Simple to use and high performance! An article to understand the open source transfer learning framework EasyTransfer

Introduction: Recently, Alibaba Cloud has officially open sourced the deep transfer learning framework EasyTransfer, which is the industry's first deep transfer learning framework for NLP scenarios. The framework is developed by the Alibaba Cloud Machine Learning PAI team, making the development and deployment of model pre-training and migration learning for natural language processing scenarios easier and more efficient. This article will give an in-depth interpretation of EasyTransfer. Open source address: https://github.com/alibaba/EasyTransfer

image.png
Deep transfer learning for natural language processing scenarios has a huge demand in real scenarios, because a large number of new fields are constantly emerging, and traditional machine learning needs to accumulate a large amount of training data for each field, which will consume a lot of manpower and labeling. Material resources. The deep transfer learning technology can transfer the knowledge learned in the source domain to the task of the new domain, thereby greatly reducing the resources of annotation.

Although there are many requirements for deep transfer learning for natural language scenarios, the open source community does not yet have a complete framework, and it is a huge challenge to build a simple, easy-to-use and high-performance framework.

  • First of all, pre-training model plus knowledge transfer is now the mainstream NLP application mode. Generally, the larger the pre-training model size, the more effective the learned knowledge representation is. However, the super-large model brings great challenges to the distributed architecture of the framework. How to provide a high-performance distributed architecture to effectively support super-large-scale model training.
  • Second, the diversity of user application scenarios is high, and a single migration learning algorithm cannot be applied. How to provide a complete migration learning tool to improve the effect of downstream scenarios.
  • Third, it usually takes a long link from algorithm development to business landing. How to provide a simple and easy-to-use one-stop service from model training to deployment.

Faced with these three challenges, the PAI team launched EasyTransfer, a simple, easy-to-use and high-performance transfer learning framework. The framework supports mainstream migration learning algorithms, supports automatic mixed precision, compilation optimization, and efficient distributed data/model parallel strategies, and is suitable for industrial-level distributed application scenarios.

It is worth mentioning that, with mixed precision, compilation optimization and distributed strategy, the ALBERT model supported by EasyTransfer is more than 4 times faster than the community version of ALBERT in the calculation speed of distributed training.

At the same time, after more than 10 BUs and more than 20 business scenarios within Ali, it provides NLP and migration learning users with a variety of conveniences, including the industry-leading high-performance pre-training tool chain and pre-training ModelZoo, and the rich and easy-to-use AppZoo , Efficient migration learning algorithms, and full compatibility with Alibaba’s PAI ecological products, providing users with a one-stop service from model training to deployment.

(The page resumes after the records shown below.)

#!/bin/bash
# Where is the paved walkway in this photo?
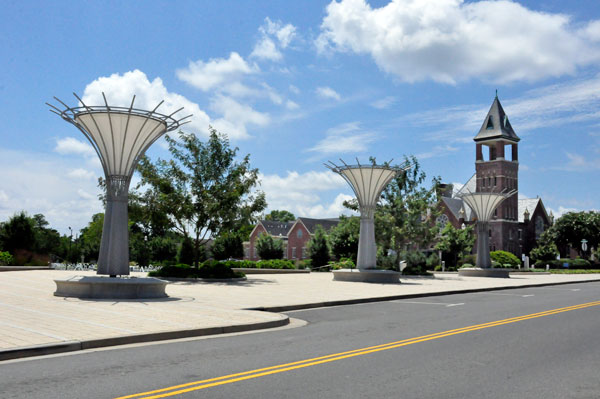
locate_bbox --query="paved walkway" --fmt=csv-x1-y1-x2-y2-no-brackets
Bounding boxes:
0,270,600,359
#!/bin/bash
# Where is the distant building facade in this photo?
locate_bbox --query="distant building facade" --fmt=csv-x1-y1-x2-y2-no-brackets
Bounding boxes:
437,96,553,257
244,217,339,261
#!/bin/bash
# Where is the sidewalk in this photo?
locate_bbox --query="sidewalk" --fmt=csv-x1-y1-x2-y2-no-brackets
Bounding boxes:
0,270,600,360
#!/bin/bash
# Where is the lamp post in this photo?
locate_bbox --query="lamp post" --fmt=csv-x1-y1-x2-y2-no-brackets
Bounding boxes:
48,93,191,277
325,159,411,282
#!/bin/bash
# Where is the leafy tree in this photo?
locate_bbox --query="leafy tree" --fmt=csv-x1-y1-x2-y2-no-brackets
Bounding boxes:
435,223,475,267
137,127,266,267
80,213,104,261
546,211,600,258
490,251,521,267
344,155,440,253
0,211,36,255
329,216,360,263
265,210,296,223
256,233,283,260
308,225,329,267
529,230,559,262
211,233,244,260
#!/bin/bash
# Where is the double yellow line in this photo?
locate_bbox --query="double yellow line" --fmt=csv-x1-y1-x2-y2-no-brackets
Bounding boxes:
115,301,600,399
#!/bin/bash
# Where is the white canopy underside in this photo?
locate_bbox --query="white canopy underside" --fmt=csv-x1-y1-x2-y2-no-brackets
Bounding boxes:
75,111,167,176
340,166,398,206
461,193,508,222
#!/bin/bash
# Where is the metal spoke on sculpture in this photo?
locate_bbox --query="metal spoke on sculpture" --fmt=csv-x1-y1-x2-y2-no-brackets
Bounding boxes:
325,159,411,282
459,184,517,277
46,93,191,298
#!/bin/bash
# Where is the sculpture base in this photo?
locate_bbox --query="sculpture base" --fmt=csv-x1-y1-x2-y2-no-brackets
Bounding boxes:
458,267,511,278
333,269,400,284
54,276,168,299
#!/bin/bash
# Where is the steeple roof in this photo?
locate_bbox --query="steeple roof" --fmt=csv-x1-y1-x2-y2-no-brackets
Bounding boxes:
473,95,521,143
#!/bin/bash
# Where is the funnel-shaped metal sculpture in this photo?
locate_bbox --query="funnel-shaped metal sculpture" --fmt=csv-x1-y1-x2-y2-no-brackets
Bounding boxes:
325,159,410,270
47,93,191,276
459,189,517,269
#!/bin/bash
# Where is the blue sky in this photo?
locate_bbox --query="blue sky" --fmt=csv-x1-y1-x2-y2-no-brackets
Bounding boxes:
0,0,600,233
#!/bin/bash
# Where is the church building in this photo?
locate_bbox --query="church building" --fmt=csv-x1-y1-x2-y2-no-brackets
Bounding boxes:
438,95,552,257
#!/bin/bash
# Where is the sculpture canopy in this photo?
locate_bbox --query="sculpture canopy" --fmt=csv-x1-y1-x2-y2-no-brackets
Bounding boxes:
48,93,191,276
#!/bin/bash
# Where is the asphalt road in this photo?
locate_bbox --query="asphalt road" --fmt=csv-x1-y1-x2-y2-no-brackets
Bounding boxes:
0,283,600,399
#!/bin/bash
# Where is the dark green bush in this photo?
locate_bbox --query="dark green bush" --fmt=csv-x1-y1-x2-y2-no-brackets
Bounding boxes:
148,260,244,279
490,251,521,268
257,259,295,269
458,254,477,266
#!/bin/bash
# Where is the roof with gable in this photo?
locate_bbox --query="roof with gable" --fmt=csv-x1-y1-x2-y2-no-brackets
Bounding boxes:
298,218,340,234
519,198,550,223
260,220,294,237
473,96,521,143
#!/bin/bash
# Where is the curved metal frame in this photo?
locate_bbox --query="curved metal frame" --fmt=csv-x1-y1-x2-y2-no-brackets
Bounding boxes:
458,181,517,269
46,93,192,276
325,159,412,270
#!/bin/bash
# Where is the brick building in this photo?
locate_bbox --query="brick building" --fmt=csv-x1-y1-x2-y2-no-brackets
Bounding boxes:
244,218,339,260
438,96,552,257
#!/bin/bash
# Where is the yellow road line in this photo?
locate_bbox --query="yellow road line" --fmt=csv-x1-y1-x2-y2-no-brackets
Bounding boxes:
115,301,600,399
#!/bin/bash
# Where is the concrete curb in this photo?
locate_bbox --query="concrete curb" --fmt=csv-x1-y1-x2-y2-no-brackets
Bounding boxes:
0,315,290,361
245,278,600,313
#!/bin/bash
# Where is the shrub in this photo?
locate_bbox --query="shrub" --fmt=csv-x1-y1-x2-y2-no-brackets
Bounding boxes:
256,259,295,269
535,258,591,269
256,234,283,260
0,251,14,266
329,258,356,270
148,260,244,279
490,251,521,268
458,254,477,267
308,225,329,266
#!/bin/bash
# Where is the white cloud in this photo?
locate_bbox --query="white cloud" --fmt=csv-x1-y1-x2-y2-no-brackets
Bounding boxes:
308,122,375,154
54,137,96,157
67,168,96,180
176,52,259,91
415,145,458,160
316,0,600,83
315,86,341,101
260,171,353,218
285,100,300,111
371,96,396,109
82,69,210,136
397,75,600,142
210,95,271,139
0,149,103,233
250,17,297,61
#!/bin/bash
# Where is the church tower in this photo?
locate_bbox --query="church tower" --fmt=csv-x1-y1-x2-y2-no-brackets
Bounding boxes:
473,94,521,257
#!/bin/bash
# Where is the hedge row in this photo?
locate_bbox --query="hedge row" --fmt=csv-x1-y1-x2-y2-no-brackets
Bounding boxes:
535,259,591,269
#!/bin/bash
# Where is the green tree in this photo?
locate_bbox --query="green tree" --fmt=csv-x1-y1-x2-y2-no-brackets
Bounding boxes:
344,155,440,254
256,233,283,260
329,216,360,263
435,223,475,267
265,210,296,223
137,127,266,267
211,233,244,260
80,213,104,262
547,211,600,258
0,211,36,255
308,225,330,267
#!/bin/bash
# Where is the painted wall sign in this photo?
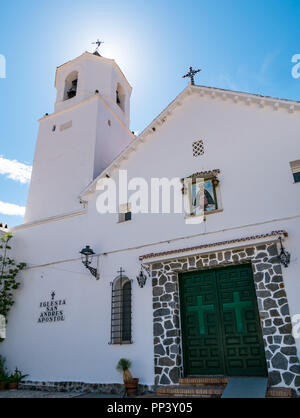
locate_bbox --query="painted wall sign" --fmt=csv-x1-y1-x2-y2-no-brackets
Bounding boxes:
38,292,66,324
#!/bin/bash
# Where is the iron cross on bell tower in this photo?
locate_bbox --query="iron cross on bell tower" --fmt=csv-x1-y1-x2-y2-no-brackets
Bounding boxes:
182,67,202,86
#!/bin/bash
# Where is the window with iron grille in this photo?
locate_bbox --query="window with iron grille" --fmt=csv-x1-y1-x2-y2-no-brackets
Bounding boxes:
290,160,300,183
119,203,132,222
110,275,132,344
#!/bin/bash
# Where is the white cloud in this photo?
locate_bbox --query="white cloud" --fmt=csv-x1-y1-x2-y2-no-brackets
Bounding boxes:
0,200,25,216
0,155,32,184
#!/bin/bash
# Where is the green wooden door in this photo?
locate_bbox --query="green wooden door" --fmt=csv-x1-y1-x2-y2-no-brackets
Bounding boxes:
179,265,267,376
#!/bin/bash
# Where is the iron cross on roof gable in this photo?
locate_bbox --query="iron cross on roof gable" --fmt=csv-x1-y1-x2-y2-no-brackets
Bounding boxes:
92,39,104,53
182,67,202,86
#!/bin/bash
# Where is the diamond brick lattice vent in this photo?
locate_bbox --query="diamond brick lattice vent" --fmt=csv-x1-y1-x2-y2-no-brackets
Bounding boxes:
193,139,204,157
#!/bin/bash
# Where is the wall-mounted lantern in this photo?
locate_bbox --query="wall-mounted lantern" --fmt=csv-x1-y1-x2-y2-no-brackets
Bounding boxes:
279,237,291,267
80,245,100,280
136,266,147,289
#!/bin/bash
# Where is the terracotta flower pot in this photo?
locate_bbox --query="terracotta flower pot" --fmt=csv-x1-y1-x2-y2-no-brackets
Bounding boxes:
125,379,139,395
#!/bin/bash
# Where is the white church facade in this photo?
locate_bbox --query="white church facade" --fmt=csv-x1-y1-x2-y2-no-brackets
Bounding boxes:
1,52,300,391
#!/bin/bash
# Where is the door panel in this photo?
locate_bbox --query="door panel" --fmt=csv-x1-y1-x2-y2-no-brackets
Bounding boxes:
179,265,267,376
180,271,224,375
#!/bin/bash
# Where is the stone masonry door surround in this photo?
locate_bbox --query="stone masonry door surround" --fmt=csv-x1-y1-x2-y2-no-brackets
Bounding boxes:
151,242,300,394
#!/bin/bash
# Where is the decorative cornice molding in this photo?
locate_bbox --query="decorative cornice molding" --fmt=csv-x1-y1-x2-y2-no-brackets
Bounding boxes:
139,230,288,261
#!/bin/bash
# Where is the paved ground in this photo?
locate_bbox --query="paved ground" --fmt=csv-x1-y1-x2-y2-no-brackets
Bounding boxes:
0,390,78,398
0,390,150,399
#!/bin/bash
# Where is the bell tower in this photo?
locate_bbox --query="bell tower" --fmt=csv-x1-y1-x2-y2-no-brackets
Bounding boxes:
25,52,135,223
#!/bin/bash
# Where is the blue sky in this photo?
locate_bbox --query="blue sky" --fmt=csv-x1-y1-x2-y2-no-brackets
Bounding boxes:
0,0,300,226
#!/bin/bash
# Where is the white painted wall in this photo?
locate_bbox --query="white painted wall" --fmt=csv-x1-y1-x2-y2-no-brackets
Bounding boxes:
1,78,300,384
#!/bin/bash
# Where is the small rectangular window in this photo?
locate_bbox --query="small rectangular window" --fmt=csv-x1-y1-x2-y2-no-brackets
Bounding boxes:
290,160,300,183
110,276,132,344
119,203,132,222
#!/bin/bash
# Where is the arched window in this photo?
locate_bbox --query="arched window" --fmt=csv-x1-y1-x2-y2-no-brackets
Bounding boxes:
116,83,125,111
64,71,78,100
111,275,132,344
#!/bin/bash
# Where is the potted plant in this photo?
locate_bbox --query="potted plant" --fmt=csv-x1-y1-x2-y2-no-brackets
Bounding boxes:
117,358,139,395
8,368,28,389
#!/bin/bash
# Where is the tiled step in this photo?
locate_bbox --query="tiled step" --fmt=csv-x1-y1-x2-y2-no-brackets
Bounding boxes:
267,388,296,398
156,386,296,398
179,376,229,386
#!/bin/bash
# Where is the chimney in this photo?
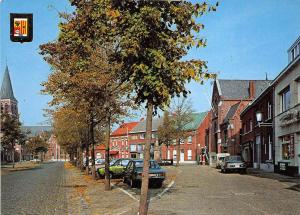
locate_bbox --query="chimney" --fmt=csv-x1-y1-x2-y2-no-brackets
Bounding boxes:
249,81,255,99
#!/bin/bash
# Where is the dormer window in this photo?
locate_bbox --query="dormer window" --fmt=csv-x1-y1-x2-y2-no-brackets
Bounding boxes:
288,37,300,62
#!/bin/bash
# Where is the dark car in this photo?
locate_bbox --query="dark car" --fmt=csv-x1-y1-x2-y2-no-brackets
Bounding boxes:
124,160,166,187
221,155,247,173
97,158,131,178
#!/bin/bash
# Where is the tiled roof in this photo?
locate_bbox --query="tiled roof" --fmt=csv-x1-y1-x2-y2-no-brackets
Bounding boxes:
111,122,139,136
21,126,53,136
217,79,272,99
129,112,207,133
223,102,240,123
129,118,163,133
0,66,17,101
185,112,207,131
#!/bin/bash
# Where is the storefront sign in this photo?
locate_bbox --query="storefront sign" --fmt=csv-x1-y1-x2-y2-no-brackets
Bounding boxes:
280,110,300,127
290,134,295,158
279,163,286,171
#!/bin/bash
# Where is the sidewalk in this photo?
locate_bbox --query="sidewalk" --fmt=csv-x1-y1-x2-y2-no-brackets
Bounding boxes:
1,161,40,175
65,163,138,215
247,168,300,192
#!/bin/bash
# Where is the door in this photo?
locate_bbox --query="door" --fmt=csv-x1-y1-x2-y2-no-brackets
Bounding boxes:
180,149,184,161
255,136,261,169
173,149,177,161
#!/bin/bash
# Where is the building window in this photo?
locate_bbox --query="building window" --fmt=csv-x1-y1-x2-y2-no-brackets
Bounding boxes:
282,135,291,160
188,149,192,160
140,134,146,140
268,134,272,160
224,130,228,143
173,150,177,161
130,145,136,152
268,102,272,119
281,87,291,112
296,78,300,103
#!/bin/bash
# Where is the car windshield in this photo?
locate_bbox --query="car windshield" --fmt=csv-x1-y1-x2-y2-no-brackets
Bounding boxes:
225,156,242,161
135,161,160,169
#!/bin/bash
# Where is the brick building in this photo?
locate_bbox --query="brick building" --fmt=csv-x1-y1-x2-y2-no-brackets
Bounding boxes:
0,65,22,162
241,86,275,172
129,118,163,159
110,122,139,158
209,79,270,163
273,37,300,176
160,112,211,163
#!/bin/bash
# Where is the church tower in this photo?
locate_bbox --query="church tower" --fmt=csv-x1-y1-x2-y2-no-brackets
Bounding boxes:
0,65,18,116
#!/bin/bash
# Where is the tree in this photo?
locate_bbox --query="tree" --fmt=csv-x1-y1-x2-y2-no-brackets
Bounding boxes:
171,98,193,166
40,0,130,187
25,133,49,161
157,111,176,160
1,113,26,168
108,0,216,215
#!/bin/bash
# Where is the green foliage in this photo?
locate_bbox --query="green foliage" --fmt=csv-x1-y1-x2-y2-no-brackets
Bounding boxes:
1,113,26,149
25,134,48,155
112,1,216,109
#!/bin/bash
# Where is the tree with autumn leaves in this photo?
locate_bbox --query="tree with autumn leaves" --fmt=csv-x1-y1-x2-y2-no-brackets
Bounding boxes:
40,0,216,215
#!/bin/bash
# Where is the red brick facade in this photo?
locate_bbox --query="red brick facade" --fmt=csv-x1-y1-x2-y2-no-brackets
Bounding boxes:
241,88,275,168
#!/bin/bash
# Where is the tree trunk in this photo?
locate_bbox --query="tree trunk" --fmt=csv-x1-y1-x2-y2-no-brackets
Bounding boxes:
105,116,111,190
12,144,15,168
154,141,161,162
139,101,153,215
90,116,96,180
85,126,90,175
166,144,169,159
176,138,180,166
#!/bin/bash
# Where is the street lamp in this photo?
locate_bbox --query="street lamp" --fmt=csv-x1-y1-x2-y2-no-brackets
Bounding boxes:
256,110,273,127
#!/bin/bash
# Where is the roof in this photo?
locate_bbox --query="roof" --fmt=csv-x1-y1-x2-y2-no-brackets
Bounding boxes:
129,112,208,134
129,118,163,133
0,65,17,101
223,102,240,123
111,122,139,136
184,112,208,131
216,79,272,99
21,125,52,136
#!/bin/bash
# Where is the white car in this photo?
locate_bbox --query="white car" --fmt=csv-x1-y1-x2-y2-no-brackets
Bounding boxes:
216,153,230,169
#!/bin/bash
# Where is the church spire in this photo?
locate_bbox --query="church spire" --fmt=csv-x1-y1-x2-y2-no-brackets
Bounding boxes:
0,64,17,101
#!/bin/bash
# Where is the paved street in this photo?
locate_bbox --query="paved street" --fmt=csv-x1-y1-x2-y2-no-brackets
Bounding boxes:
150,166,300,215
1,162,67,215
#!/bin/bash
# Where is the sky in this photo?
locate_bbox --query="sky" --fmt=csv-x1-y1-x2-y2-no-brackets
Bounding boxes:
0,0,300,125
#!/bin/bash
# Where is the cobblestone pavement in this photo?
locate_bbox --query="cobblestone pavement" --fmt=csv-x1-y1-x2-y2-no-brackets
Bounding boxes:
149,165,300,215
1,162,67,215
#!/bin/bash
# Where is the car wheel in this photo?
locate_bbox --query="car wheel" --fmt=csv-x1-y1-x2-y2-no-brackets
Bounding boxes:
155,181,163,188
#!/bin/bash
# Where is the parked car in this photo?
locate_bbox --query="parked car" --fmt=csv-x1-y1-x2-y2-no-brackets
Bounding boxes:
221,155,247,173
216,153,230,169
123,160,166,187
97,158,131,178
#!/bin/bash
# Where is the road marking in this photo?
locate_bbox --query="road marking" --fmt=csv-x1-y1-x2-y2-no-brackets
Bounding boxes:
149,181,175,201
111,184,139,201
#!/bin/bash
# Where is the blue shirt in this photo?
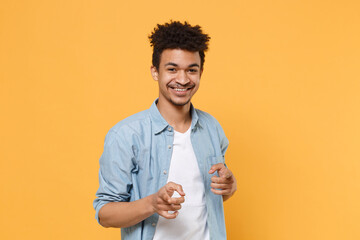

Lin Wei, head of Alibaba Cloud's machine learning PAI team, said: This open source EasyTransfer code hopes to empower more users with Alibaba's capabilities, lower the threshold of NLP pre-training and knowledge transfer, and also cooperate in-depth with more partners. Create a simple, easy-to-use, high-performance NLP and migration learning tool.

image.png

1. Six highlights of EasyTransfer

Simple and high-performance framework

Shielding the complex underlying implementation, users only need to pay attention to the logical structure of the model, which reduces the entry barrier for NLP and migration learning; at the same time, the framework supports industrial-grade distributed application scenarios, improves the distributed optimizer, and cooperates with automatic mixing precision and compilation Optimization, and efficient distributed data/model parallel strategy, achieves more than 4 times faster computing speed than the community version of multi-machine multi-card distributed training.

Language model pre-training tool chain

Supports a complete pre-training tool chain, which is convenient for users to pre-train language models such as T5 and BERT. The pre-trained models based on this tool chain have achieved good results in the Chinese CLUE list and the English SuperGLUE list.

Rich and high-quality pre-trained model ModelZoo

Support PAI-ModelZoo, Continue Pretrain and Finetune of mainstream models such as Bert, Albert, Roberta, XLNet, T5. At the same time, it supports self-developed multi-modal model Fashionbert in the clothing industry.

Rich and easy-to-use applications AppZoo
supports mainstream NLP applications and self-developed model applications, such as single-tower models such as DAM++ and HCNN under text matching, and BERT double-tower + vector recall models; support BERT-HAE under reading comprehension, etc. model.

Automatic knowledge distillation tool

Support knowledge distillation, which can be distilled from a large teacher model to a small student model. Integrates task-aware BERT model compression AdaBERT, uses neural network architecture search to search for task-related architecture to compress the original BERT model, which can be compressed up to 1/17 of the original, and the inference is increased by up to 29 times, and the model The effect loss is within 3%.

Compatible with PAI ecological products

The framework is developed based on PAI-TF. Users can use PAI self-developed and efficient distributed training, compilation optimization and other features through simple code or configuration file modification. At the same time, the framework is perfectly compatible with PAI ecological products, including PAI Web components (PAI Studio ), development platform (PAI DSW), and PAI Serving platform (PAI EAS).

Two platform architecture overview

The overall framework of EasyTransfer is shown in the figure below, which simplifies the algorithm development difficulty of deep transfer learning as much as possible in design. The framework abstracts commonly used IO, layers, losses, optimizers, models. Users can develop models based on these interfaces, or they can directly access the pre-training model library ModelZoo for rapid modeling. The framework supports five transfer learning (TL) paradigms, model finetuning, feature-based TL, instance-based TL, model-based TL and meta learning. At the same time, the framework integrates AppZoo, supports mainstream NLP applications, and facilitates users to build common NLP algorithm applications. Finally, the framework is seamlessly compatible with PAI ecological products, bringing users a one-stop experience from training to deployment.

image.png

Detailed explanation of three platform functions

The core functions of the EasyTransfer framework are described in detail below.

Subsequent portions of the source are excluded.